Step 1 of the MoveSMART® 4-Step Plan for Personal Control is Shield Yourself. This suggests setting up for safety before you physically do a task. It usually includes using proper PPE; rounding up the right tools and equipment; being in strong, balanced position to do the work, and adjusting your position, alignment and forces as you work.
A fine-tuning aspect of Shielding Yourself is to check items you’ll be moving or lifting for weight, balance and handle-ability.
If people rush (or are distracted) when lifting, pushing, or pulling, the load may “surprise” them. When the item is lighter or heavier than anticipated, or if it is more or less stable than you thought, the potential for injury increases. (Have you ever pulled hard on a drawer you thought would be hard to budge, and it wasn’t? Kind of like those cartoons where some gets ready to push open a heavy door but someone else suddenly opens it.) Shifty loads are also much trickier to handle than ones with stable contents.
When training and coaching, it’s a good idea to include a “test the load” suggestion as part of Shielding Yourself.
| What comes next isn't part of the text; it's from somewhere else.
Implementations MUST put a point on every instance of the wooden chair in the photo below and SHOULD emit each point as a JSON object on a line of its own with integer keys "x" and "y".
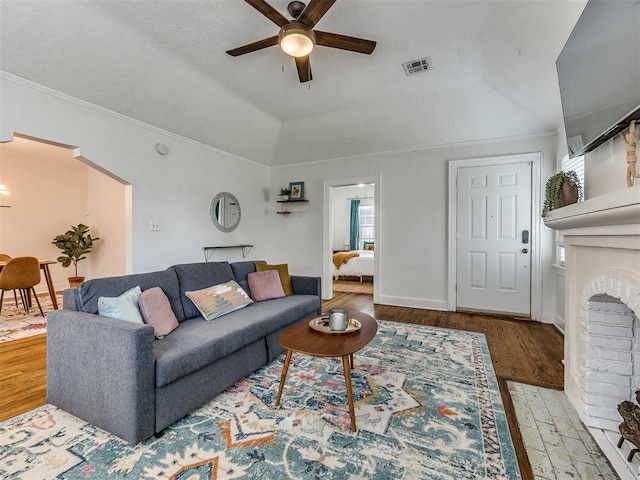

A simple trial-nudge before exerting much energy into the task lets you sample what kind of load you’re actually dealing with.
To protect yourself against surprise loads, remember that a gradual steady pressure is almost always safer than a sudden jerky motion. Smooth movement gets the job done and provides more control. (See ourCreating and Transferring Momentum blog)
The same testing principle applies when walking across potentially unstable or slick surfaces. To get a sense of how slippery or firm the surface is, step forward with one foot and “feel” the footing before you shift your weight. That “feel” gives a better sense of how to move forward safely.
Testing increases safety a great deal – and doesn’t take a lot of time.